**Monte Carlo Prediction**

Step 1: Calculate Return from First Visit:

In [1]:
def first_visit_return(returns, trajectory, gamma):
  """This function computes the return for each state from its first visit in a trajectory.
  This function trasverses the trajectory backward to calculate the discounted returns and appends
  the result for the first occurence of each state.
  """

  G = 0
  T = len(trajectory) - 1
  for t, sar in enumerate(reversed(trajectory)):
    s, a, r = sar
    G = r + gamma * G
    first_visit = True
    for j in range(T-t):
      if s == trajectory[j][0]:
        first_visit = False
      if first_visit:
        if s in returns:
          returns[s].append(G)
        else:
          returns[s] = [G]
    return returns

Step2: Generate trajectory:

In [2]:
def get_trajectory(env, policy):
  """This function simulates a single episode in the environment based on the current policy and
  returns the sequence of state-action-reward tuples(the trajectory)"""

  trajectory = []
  state = env.reset()
  done = False
  sar = [state]
  while not done:
    action = choose_action(state, policy)
    state, reward, done, info = env.stop(action)
    sar.append(action)
    sar.append(reward)
    trajectory.append(sar)
    sar = [state]

  return trajectory

Step 3: Monte Carlo prediction with First-Visit MC

In [3]:
def first_visit_mc(env, policy, gamma, n_trajectories):
  """This function simulates multiple episodes(trajectories), calculates returns, and average them to estimate the state-value function"""
  returns = {}
  v = {}
  for i in range(n_trajectories):
    trajectory = get_trajectory(env, policy)
    returns = first_visit_return(returns, trajectory, gamma)
  for s in env.state_space:
    if s in returns:
      v[s] = np.round(np.mean(returns[s]), 1)

  return v

Explanation:

---

### **1. Function: `get_trajectory(env, policy)`**

This function generates a trajectory (sequence of state-action-reward tuples) by following a policy in a given environment.

#### **Details:**
- **Inputs:**
  - `env`: The environment (e.g., a Gym environment).
  - `policy`: The policy, which determines the action to take in each state.

- **Steps:**
  1. **Initialize trajectory tracking:**
     - `trajectory`: List to store the trajectory.
     - `state`: Starting state, initialized by resetting the environment.
     - `done`: Boolean to track when the episode ends, initialized to `False`.
     - `sar`: List to temporarily hold a state, action, and reward tuple.
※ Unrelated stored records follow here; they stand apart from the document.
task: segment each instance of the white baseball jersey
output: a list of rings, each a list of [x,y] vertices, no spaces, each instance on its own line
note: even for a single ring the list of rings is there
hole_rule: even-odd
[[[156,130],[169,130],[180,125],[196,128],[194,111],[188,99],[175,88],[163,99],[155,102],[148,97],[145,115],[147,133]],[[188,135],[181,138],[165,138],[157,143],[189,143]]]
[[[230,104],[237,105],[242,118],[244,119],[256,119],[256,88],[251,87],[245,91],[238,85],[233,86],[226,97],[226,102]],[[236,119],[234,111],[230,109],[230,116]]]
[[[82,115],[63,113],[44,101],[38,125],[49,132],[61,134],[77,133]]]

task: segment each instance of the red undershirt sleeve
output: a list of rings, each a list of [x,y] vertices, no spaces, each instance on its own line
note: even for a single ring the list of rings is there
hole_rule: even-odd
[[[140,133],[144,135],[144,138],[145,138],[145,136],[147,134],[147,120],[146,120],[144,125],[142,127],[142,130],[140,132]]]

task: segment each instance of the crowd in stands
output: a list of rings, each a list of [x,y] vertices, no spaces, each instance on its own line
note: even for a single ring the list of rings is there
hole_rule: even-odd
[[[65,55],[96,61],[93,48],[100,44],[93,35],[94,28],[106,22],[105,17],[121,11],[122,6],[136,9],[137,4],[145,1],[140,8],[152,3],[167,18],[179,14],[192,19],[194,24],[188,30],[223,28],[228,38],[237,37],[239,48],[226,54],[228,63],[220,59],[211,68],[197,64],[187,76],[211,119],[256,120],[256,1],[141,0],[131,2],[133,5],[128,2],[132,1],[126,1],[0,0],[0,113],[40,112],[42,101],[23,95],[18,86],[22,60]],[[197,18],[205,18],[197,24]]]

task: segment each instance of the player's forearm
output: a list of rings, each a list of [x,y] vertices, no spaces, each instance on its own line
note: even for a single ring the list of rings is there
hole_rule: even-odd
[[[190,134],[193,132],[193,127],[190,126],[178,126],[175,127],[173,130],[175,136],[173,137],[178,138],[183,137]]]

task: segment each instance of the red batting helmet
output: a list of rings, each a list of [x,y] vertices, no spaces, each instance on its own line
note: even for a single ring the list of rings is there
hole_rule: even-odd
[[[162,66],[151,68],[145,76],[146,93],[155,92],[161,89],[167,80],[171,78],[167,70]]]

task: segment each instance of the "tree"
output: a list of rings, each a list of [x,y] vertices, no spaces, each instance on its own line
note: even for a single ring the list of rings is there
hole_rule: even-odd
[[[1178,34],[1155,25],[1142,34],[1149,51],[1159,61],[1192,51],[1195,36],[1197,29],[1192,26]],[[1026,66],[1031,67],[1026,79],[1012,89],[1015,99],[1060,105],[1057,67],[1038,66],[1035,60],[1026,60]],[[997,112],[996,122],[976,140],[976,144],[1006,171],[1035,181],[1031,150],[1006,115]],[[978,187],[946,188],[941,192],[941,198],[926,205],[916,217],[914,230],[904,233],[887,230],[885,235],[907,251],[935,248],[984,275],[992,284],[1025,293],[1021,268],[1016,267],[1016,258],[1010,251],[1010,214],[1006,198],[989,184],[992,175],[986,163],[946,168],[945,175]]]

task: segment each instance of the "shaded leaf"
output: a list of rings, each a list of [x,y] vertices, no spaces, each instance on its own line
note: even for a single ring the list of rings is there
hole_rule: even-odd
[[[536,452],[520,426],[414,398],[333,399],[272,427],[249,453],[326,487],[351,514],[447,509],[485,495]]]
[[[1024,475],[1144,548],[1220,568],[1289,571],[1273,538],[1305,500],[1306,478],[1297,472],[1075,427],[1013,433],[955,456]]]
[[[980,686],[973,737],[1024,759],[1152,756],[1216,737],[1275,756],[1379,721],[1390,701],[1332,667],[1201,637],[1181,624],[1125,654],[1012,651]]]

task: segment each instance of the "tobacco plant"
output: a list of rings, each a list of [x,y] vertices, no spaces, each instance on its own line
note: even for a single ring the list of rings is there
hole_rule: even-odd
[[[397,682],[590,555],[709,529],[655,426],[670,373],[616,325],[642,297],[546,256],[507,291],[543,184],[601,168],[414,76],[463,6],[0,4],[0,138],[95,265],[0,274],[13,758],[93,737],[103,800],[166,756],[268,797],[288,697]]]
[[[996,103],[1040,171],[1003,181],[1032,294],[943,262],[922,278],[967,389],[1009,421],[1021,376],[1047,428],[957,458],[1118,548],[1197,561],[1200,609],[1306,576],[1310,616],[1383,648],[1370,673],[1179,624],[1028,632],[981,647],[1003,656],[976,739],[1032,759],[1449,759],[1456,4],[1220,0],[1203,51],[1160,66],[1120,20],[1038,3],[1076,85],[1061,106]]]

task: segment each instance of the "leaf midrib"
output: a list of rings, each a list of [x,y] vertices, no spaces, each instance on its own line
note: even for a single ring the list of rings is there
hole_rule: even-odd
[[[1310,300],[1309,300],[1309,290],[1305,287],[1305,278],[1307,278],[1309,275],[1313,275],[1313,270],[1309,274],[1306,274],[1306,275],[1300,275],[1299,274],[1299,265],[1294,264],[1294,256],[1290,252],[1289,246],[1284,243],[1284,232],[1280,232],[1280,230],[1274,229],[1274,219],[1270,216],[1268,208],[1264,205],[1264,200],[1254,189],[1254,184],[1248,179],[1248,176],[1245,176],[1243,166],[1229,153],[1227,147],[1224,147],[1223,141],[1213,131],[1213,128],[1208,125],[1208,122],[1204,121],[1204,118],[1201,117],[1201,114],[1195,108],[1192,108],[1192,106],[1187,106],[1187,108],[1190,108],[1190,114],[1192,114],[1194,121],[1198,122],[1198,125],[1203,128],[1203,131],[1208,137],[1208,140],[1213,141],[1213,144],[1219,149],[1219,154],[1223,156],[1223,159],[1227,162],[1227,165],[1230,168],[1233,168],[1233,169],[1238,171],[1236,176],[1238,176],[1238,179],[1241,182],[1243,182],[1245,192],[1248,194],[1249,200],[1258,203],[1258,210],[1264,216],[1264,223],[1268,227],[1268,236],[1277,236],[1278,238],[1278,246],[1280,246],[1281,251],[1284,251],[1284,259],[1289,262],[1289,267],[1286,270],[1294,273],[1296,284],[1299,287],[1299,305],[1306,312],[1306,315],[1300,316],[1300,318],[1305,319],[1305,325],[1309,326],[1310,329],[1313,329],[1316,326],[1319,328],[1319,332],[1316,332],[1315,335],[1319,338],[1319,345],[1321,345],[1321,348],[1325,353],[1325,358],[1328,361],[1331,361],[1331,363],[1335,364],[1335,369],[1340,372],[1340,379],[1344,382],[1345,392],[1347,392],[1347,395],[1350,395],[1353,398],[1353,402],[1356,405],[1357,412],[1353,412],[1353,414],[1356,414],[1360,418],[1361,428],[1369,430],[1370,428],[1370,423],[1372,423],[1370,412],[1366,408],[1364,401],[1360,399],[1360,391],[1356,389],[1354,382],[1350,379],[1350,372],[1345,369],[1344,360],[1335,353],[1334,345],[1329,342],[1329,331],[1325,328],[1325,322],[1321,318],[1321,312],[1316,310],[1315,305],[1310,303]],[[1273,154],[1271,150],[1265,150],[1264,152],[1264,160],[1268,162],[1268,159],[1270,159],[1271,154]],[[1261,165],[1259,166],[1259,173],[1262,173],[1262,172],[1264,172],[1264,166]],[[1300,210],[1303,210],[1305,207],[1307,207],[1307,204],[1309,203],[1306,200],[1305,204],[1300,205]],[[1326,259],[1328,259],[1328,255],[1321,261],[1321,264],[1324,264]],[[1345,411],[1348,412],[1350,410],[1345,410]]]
  2. **Iterate until the episode ends (`done` becomes `True`):**
     - Use `choose_action(state, policy)` to select an action based on the current state and policy.
     - Execute the action using `env.step(action)`:
       - Updates the `state`.
       - Returns the reward (`reward`) and whether the episode is done (`done`).
     - Append the current state, action, and reward to `sar`, and add it to the trajectory.
     - Prepare `sar` for the next step by including the new `state`.

  3. **Return the trajectory:**
     - The trajectory is a list of all the state-action-reward triples observed in the episode.

#### **Output:**
- `trajectory`: A list of lists, where each inner list contains `[state, action, reward]` triples.

---

### **2. Function: `first_visit_mc(env, policy, gamma, n_trajectories)`**

This function estimates the state-value function \( V(s) \) using the **First-Visit Monte Carlo Prediction** algorithm.

#### **Details:**
- **Inputs:**
  - `env`: The environment.
  - `policy`: The policy to follow for generating trajectories.
  - `gamma`: Discount factor, which weighs future rewards relative to current rewards.
  - `n_trajectories`: Number of trajectories to simulate.

- **Steps:**
  1. **Initialize data structures:**
     - `returns`: Dictionary to store the list of returns for each state.
     - `v`: Dictionary to store the estimated value of each state.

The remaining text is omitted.